There’s been a distinct disconnect between my almost four year old, Ameli, and myself lately. We just aren’t working well together. We’re not cooperating. I’m shouting at her, she’s shouting at me. She ignores me. She tells me I’m not her best friend anymore. She doesn’t listen to me… and the number of times I’ve said the words ‘you’re not listening to me’ made me realise that maybe, just maybe, the disconnect is because I’m not listening to her, either.
By listening to her, I don’t mean paying attention when she talks, or doing what her three year old demands insist. I mean really, deeply, listening to her, to what her words are not saying.
It started in Australia really, when I guess we pulled the rug out from under her world very quickly and spent six months constantly changing the rules, uncertain of what we were doing, or where, or when. That can’t have felt very secure for her.
Coming back to England has restored a lot of security and routine, but the disconnect has been there, a steady constant.
I remember some time back I started reading a book called Love Bombing which talks about resetting the emotional thermostats of parents and children. It makes sense.

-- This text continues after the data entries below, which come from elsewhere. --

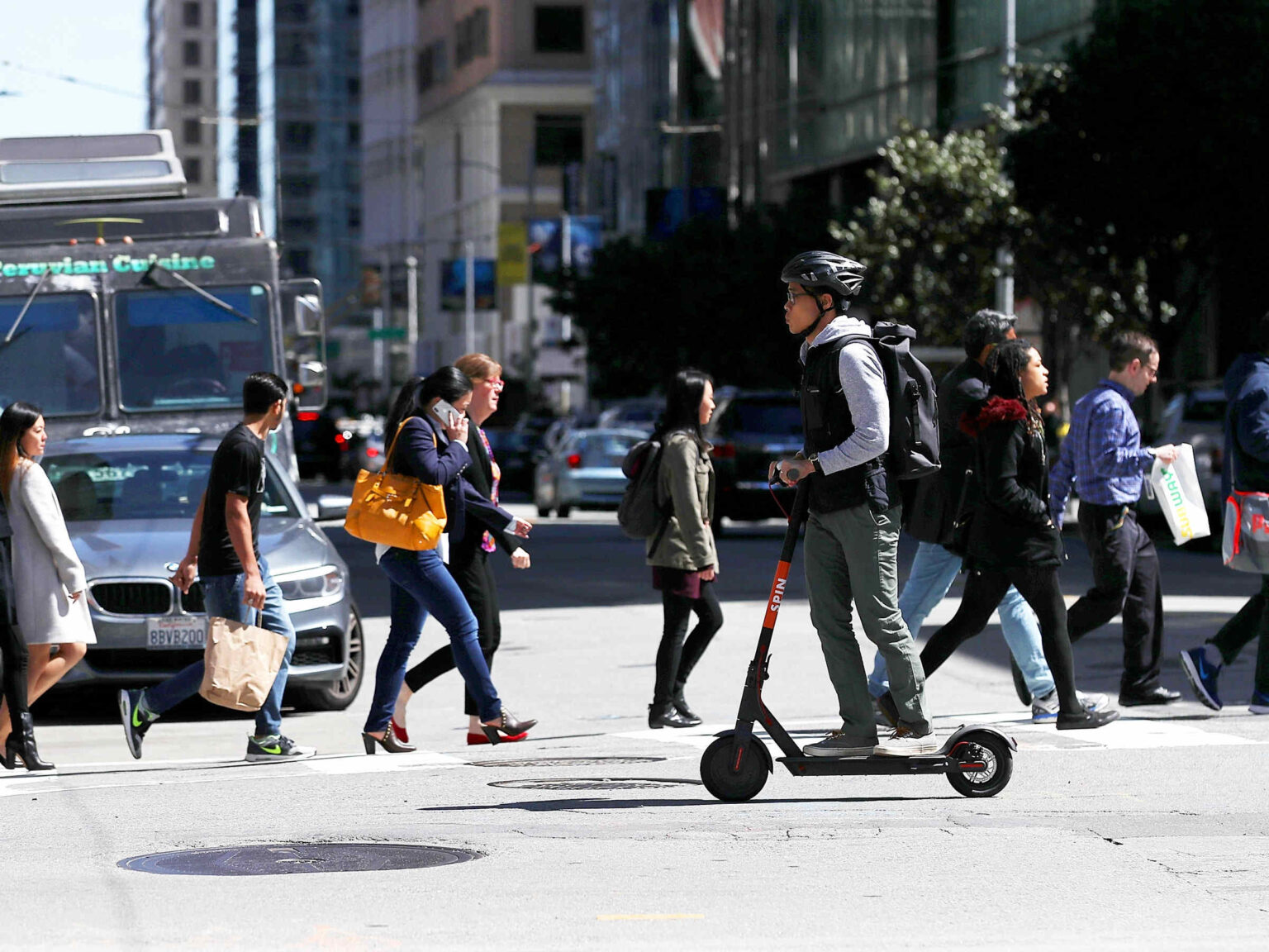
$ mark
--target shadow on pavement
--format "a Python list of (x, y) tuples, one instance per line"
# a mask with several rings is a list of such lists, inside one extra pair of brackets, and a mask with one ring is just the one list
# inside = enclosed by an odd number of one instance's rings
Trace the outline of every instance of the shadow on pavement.
[[(648, 778), (655, 779), (655, 778)], [(952, 793), (942, 797), (786, 797), (780, 800), (751, 800), (754, 806), (766, 806), (777, 803), (904, 803), (929, 800), (964, 800), (964, 797)], [(569, 810), (643, 810), (650, 806), (714, 806), (727, 810), (740, 809), (740, 803), (725, 803), (721, 800), (604, 800), (602, 797), (575, 797), (570, 800), (522, 800), (511, 803), (476, 803), (462, 806), (420, 806), (420, 812), (463, 812), (473, 810), (525, 810), (529, 812), (555, 812)]]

When you and your partner aren’t connecting your relationship suffers. When you spend time together, talk and have fun together, you end the day feeling a lot more connected and together than you started it. Why shouldn’t the same principle ring true for our relationships with our children?

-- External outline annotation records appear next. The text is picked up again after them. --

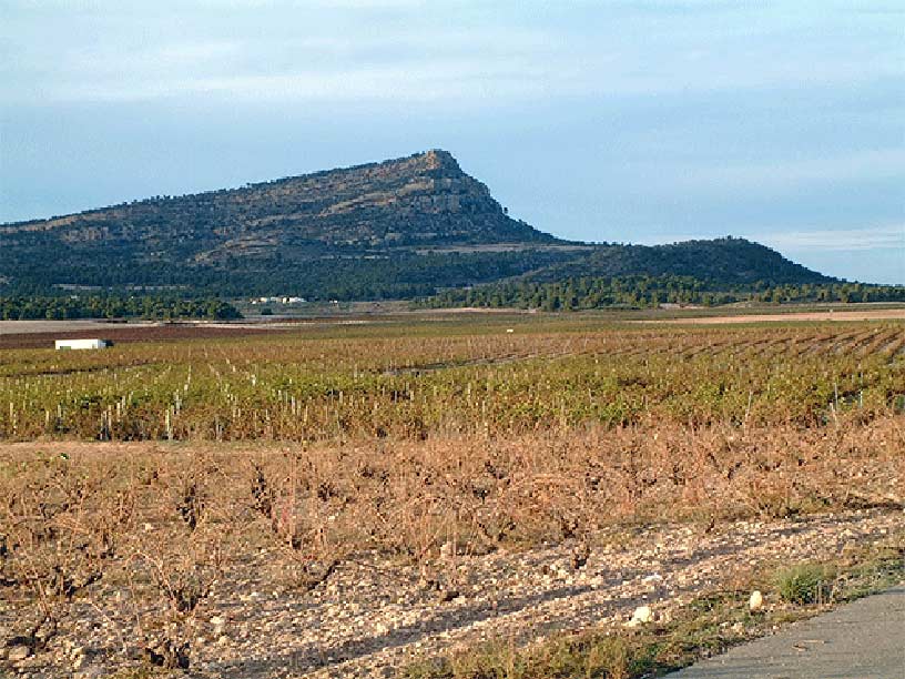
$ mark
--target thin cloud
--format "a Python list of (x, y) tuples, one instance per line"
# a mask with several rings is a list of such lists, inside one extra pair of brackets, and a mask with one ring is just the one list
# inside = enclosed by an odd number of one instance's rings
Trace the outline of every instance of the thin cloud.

The principle of Love Bombing is pretty simple. For a specific period of time, you do what the child wants. Whatever the child wants. You don’t answer the phone, read emails or have other distractions. Your attention is 100% on the child.
Don’t we all like to be the centre of attention for the person we love sometimes?
So, Ameli and I went to see a movie. She didn’t love the movie – she found it a bit scary – but she loved sitting on my lap, hiding in my arms. She loved it being just her and me.
And this morning, she came and sat next to me on the sofa for a while. She cuddled with me. She told me about sharks and shrinkets and all sorts of other things that occupy the mind of a toddler.
One movie doesn’t fix everything. There’s work to do, time to go. We’ll have to have a mamadate again. I look forward to it. I missed the closeness with my little big girl.
Love the idea of love bombing. Should probably do it more often and more formally.
I’ve also been thinking about more INFORMALLY, actually. It’s not always practical to head out with just one child, so maybe grabbing snippets of the day here and there will be helpful too!
“One movie doesn’t fix everything” . Seriously, it goes such a long way to turning around the communication and putting you on the right path. I’ve been blogging a bit about my experience with love-bombing and a similar cycle of communication with my eldest daughter. It has been nothing short of amazing. We are totally loved up at the moment!
I totally missed your comment at the time, but love it and it’s encouraged me to make another couple of dates with my big girl soon. Thank you!